ウタハは必要なものを買い終えエンジニア部に向かって歩いていた。いくつかのパーツ、新しく発売された工具、そして一人分の食料と水。
ミレニアムサイエンススクールエンジニア部。様々な発明を行い、ミレニアムだけでなく様々なところで話題に上がるほどの技術者が集まっている。そんなエンジニア部にはこんなうわさがある。
義手と義眼だけを作り続ける生徒がいる
といったうわさだ。…この噂は実際に正しい。だがエンジニア部で義手や義眼を制作している様子を見たことはほとんどない。実際依頼により作ることはあっても、それをずっと作っている生徒は普段は見られなかった。

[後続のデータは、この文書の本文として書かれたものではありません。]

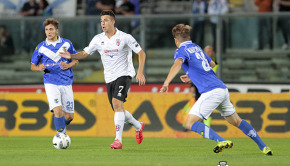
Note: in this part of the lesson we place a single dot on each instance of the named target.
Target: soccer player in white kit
(214, 93)
(115, 48)
(58, 74)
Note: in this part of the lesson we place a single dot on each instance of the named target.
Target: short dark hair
(181, 32)
(51, 21)
(108, 12)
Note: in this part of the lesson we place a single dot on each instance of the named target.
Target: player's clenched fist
(41, 67)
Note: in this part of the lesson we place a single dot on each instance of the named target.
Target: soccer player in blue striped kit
(58, 74)
(214, 93)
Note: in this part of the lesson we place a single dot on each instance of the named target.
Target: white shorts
(60, 95)
(209, 101)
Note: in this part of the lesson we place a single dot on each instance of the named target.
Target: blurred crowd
(136, 7)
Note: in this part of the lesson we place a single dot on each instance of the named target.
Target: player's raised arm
(185, 79)
(36, 68)
(172, 73)
(78, 56)
(140, 78)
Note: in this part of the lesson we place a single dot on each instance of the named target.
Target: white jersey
(116, 54)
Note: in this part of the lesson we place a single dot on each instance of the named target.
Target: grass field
(153, 151)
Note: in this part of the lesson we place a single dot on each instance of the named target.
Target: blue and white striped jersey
(48, 53)
(196, 66)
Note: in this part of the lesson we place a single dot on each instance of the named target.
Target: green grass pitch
(153, 151)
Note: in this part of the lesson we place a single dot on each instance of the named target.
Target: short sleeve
(36, 56)
(133, 44)
(208, 58)
(178, 55)
(72, 50)
(93, 46)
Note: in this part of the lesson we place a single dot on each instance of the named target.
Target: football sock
(129, 119)
(67, 122)
(207, 121)
(250, 131)
(59, 124)
(119, 119)
(206, 132)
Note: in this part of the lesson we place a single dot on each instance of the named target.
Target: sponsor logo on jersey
(223, 163)
(108, 51)
(118, 42)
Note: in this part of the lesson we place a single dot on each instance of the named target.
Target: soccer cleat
(139, 134)
(116, 145)
(222, 145)
(267, 151)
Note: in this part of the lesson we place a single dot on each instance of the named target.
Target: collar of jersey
(59, 40)
(185, 43)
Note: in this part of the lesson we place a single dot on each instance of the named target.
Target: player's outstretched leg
(209, 133)
(67, 122)
(138, 125)
(139, 133)
(207, 121)
(59, 124)
(250, 131)
(119, 119)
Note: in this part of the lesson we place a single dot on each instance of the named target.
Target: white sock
(129, 119)
(119, 119)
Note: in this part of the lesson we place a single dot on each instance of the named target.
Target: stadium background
(258, 79)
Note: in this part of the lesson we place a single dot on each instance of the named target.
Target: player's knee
(57, 112)
(188, 124)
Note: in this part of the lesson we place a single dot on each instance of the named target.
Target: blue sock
(250, 131)
(206, 132)
(59, 124)
(67, 122)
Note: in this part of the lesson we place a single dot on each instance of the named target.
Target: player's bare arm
(212, 64)
(65, 66)
(36, 68)
(172, 73)
(140, 78)
(78, 56)
(185, 79)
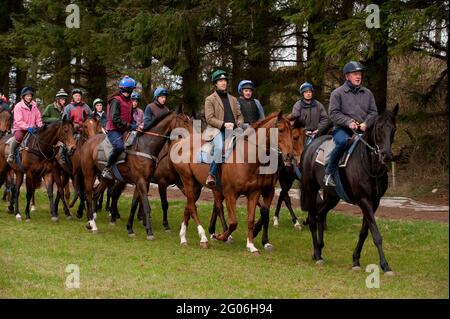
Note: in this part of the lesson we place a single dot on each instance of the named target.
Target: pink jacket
(25, 118)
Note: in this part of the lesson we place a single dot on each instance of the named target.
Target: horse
(91, 127)
(365, 181)
(240, 178)
(138, 169)
(35, 160)
(288, 174)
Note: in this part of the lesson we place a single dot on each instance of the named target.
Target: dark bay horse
(365, 181)
(287, 175)
(240, 177)
(137, 169)
(36, 159)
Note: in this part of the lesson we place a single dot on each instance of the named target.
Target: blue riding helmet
(245, 84)
(135, 95)
(127, 83)
(159, 92)
(353, 66)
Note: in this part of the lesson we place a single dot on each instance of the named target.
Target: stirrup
(107, 173)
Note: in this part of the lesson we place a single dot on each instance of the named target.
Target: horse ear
(395, 111)
(280, 115)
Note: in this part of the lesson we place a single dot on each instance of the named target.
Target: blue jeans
(340, 137)
(116, 139)
(217, 153)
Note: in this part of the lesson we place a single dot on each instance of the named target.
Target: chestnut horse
(138, 168)
(35, 160)
(237, 178)
(288, 174)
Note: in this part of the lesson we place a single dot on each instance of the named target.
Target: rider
(222, 112)
(119, 120)
(3, 101)
(27, 118)
(98, 111)
(138, 114)
(53, 112)
(352, 106)
(157, 108)
(251, 108)
(77, 109)
(309, 112)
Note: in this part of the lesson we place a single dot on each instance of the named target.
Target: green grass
(33, 257)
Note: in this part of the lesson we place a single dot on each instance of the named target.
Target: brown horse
(287, 176)
(91, 127)
(138, 169)
(237, 178)
(35, 160)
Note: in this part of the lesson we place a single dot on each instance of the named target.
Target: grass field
(34, 256)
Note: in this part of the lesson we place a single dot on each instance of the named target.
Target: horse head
(91, 127)
(382, 133)
(66, 133)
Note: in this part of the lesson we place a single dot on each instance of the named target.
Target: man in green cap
(54, 111)
(222, 112)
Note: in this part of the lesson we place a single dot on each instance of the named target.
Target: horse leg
(48, 180)
(164, 205)
(142, 187)
(19, 181)
(324, 207)
(252, 200)
(369, 214)
(29, 194)
(134, 204)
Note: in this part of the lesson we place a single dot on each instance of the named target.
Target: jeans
(340, 137)
(218, 142)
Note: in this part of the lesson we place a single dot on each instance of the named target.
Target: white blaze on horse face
(202, 234)
(183, 239)
(272, 158)
(251, 247)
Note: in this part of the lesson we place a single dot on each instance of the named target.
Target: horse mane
(158, 120)
(263, 121)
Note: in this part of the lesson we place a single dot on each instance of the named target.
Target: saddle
(105, 149)
(23, 145)
(324, 150)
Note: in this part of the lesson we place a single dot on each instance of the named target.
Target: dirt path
(390, 207)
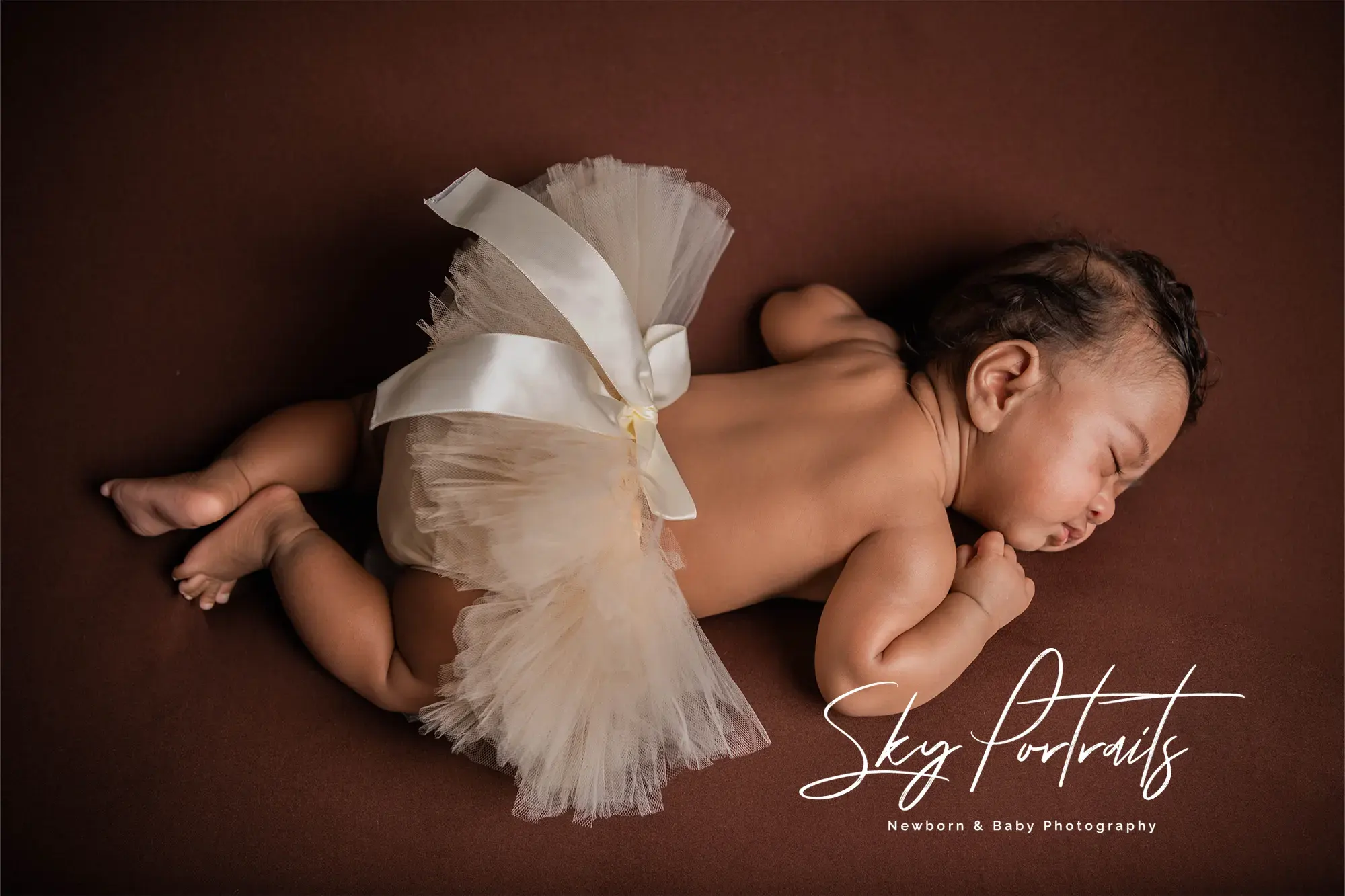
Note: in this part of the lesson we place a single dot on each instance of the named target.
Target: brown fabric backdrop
(215, 210)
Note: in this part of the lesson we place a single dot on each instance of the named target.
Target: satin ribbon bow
(549, 381)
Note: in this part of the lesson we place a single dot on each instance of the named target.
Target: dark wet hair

しかしそれは、いたってシンプルな理由であった。エンジニア部に着き、食料と水以外の荷物を置いて部室の奥の部屋へと向かっていく。
「ヤナギ、居るかい?」
部屋の扉をノックし、中に人がいるかどうかを確認する。しかし、待てども返事は帰ってこなかった。
「入るよ」
声をかけながら扉を開ける。扉の先は奇妙な光景が広がっていた。
壁にはいくつもの義手がかけられていて、机には義眼が積み上げられていた。そして床には、いくつもの壊れた義手と義眼が転がっていた。
それらの中に1人の少女が何か作業をしていた。
「ヤナギ」
ウタハが声をかけると少女はびくりと肩を震わせた。そして作業をやめ、ウタハの方に向き直った。
「…こんにちは、ウタハ部長。お元気ですか?」
微笑を浮かべ、機械のような丁寧な言葉を話すヤナギにウタハも普段の笑顔で返す。
「こんにちは、ヤナギ。そっちこそ、まともに陽の光を浴びているかい?」
「問題ありません、健康そのものですよ」
丁寧だがどこか固い。緊張でもしているかのようだ。
「これ、どうせご飯も食べていないんだろう?あげるよ」
「ありがとうございます」
ウタハは持っていた袋を渡し、部屋の中を軽く見まわす。
「…いつ見てもすごいね。少し見ていってもいいかい?」
「もちろん、かまいませんよ」
許可を得たウタハは、部屋中を見て回った。どれもこれも素晴らしい出来のものばかりだ。
ウタハはふと疑問に思った
「そういえば、どうして君はこんなにも義手と義眼を作っているんだい?」
ウタハが不意に質問すると、ヤナギは顎に手を当て考え込んでしまった。
「……昔から、好きだったんです」
「?」
「人を助けることと、物を作ることが」
「それが、ちょっとした生きがいだったんです」
まるで過去のことのように語る彼女に、ウタハは違和感を覚えた。
「今は違うのかい?」
そう聞くとヤナギは、少し困ったように顎に手を添え考える。
「……今も好きなことは変わらないとは思います。けど…」
「けど?」
「これを作っている理由は昔の考えとは変わっていると思います」
「それじゃあ、どうして…」
ピりりり!
ウタハの持っていた携帯が鳴り、ウタハは電話に出る。相手は、ユウカだ。
「あ~、何か忘れていたかな…ヤナギすまないが私はもう行くよ。見せてくれてありがとう」
「いえ、お気おつけて」
ヤナギは軽く手を振ると、慌てて出ていくウタハを、見送った。
扉を閉じ、ウタハは電話に出た。
少し不気味な後輩のことを考えながら。
相河ヤナギ(あいかわ やなぎ)17歳
ミレニアムサイエンススクールの2年生。エンジニア部に所属しているが、表に出ることは少ない。自分が作ったものは完璧であるべきという思想のもと物を作っている。義手と義眼を作り続けているのはその思想のせいでもある。